VORSICHT! Ungewöhnlich hoher Wirkungsgrad

Liebe Leserinnen und Leser der Junkie Bund Seite,

in den letzten Tagen und Wochen sind auffallend viele Drogengebraucherinnen und Drogengebraucher in Köln verstorben. Vielleicht kanntet ihr selbst den einen oder anderen oder habt von seinem Tod gehört.

Der Verdacht liegt nahe, das der Grund hierfür ein teilweise ungewöhnlich hoher Wirkstoffgehalt im Heroin ist oder besonders schädliche Streckmittel genutzt wurden.
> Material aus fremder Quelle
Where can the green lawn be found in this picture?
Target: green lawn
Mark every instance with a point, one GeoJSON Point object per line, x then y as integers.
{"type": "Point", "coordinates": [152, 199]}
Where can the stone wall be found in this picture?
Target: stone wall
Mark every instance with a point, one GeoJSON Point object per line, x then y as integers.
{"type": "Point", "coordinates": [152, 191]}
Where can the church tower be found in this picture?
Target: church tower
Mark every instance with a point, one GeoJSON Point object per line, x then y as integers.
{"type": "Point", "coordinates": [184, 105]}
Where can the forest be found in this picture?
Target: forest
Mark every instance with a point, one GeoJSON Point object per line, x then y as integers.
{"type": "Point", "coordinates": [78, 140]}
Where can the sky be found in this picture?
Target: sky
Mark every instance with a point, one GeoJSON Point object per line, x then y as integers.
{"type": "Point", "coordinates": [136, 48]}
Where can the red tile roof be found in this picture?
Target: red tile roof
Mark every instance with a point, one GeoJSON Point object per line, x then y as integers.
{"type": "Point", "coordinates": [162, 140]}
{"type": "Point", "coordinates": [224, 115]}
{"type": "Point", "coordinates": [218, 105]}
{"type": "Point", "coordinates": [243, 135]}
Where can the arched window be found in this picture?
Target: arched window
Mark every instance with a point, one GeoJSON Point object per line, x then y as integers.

Wir möchten Euch daher dringend bitten, bei unbekannter Stoffqualität besonders vorsichtig zu dosieren. Wenn ihr den Verkäufer oder seine Droge nicht kennt, testet erst einmal vorsichtig mit einer kleinen Dosis an – am besten nicht injizieren sondern rauchen – das verringert das Risiko einer Überdosis. Wenn möglich konsumiert mit einer Person Eures Vertrauens, damit im Fall eines Drogennotfalls (Überdosis) ein Notarzt verständigt wird.

Solltet ihr bei einer Überdosis dabei sein oder dazukommen, ruft in jedem Fall einen Notarzt.

Ganz besonders riskant ist der Konsum schon nach kurzen Pausen und in Verbindung mit anderen Drogen wie Kokain oder Benzos.

Wenn Ihr noch genauere Information zum Vorgehen in Drogennotfällen und bei Überdosierungen braucht, meldet Euch im Junkie Bund Café. Dort werden wir in Kürze einen erste Hilfe Kurs zu diesem Thema anbieten.

Bis dahin gilt in jedem Fall – Euer Eingreifen kann Leben retten !!!